Just.......don't look it up-seriously just don't please for all that good in the world don't look it up it will make you vomit I swear the first few chapters are bad enough but by the end of it..........The HORROR X_X
Of course I had to look it up, how could I not after such a convincing advertising speech?

A few glances at the pictures in Google image search were enough.

What.
The.
Fuck?
Noah Coultrip said:
For me it is not necessarily the gore that makes a movie's violence react so much as how it is presented. To me one of the most demonstrative for me with violence is actually "Se7en". Again, only 7 bodies, but some of the presentations are disturbing in how I could actually picture a person doing those things to prove his point.

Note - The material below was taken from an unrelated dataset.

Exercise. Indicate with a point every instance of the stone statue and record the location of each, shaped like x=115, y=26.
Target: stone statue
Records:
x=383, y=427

Sloth...that's all I have to say.
I don't think Se7en even qualifies in this category, since most of its acts of violence are merely implied. Disturbing? Yes. Uncomfortable? Undoubtedly. Depressing and grotesque? Absolutely. But violent, as in actual on-screen physical acts of harm inflicted on people? They probably account for less that 2 minutes of the movie's length.

And I just remembered another violent film, though like Braindead, it too is softened by its over the top comedic sensibilities: Crank 2. Less than 5 minutes into the film the main character has already killed like 5 people and shoved a shotgun up a bad guy's ass. Damn, I need to see that movie again!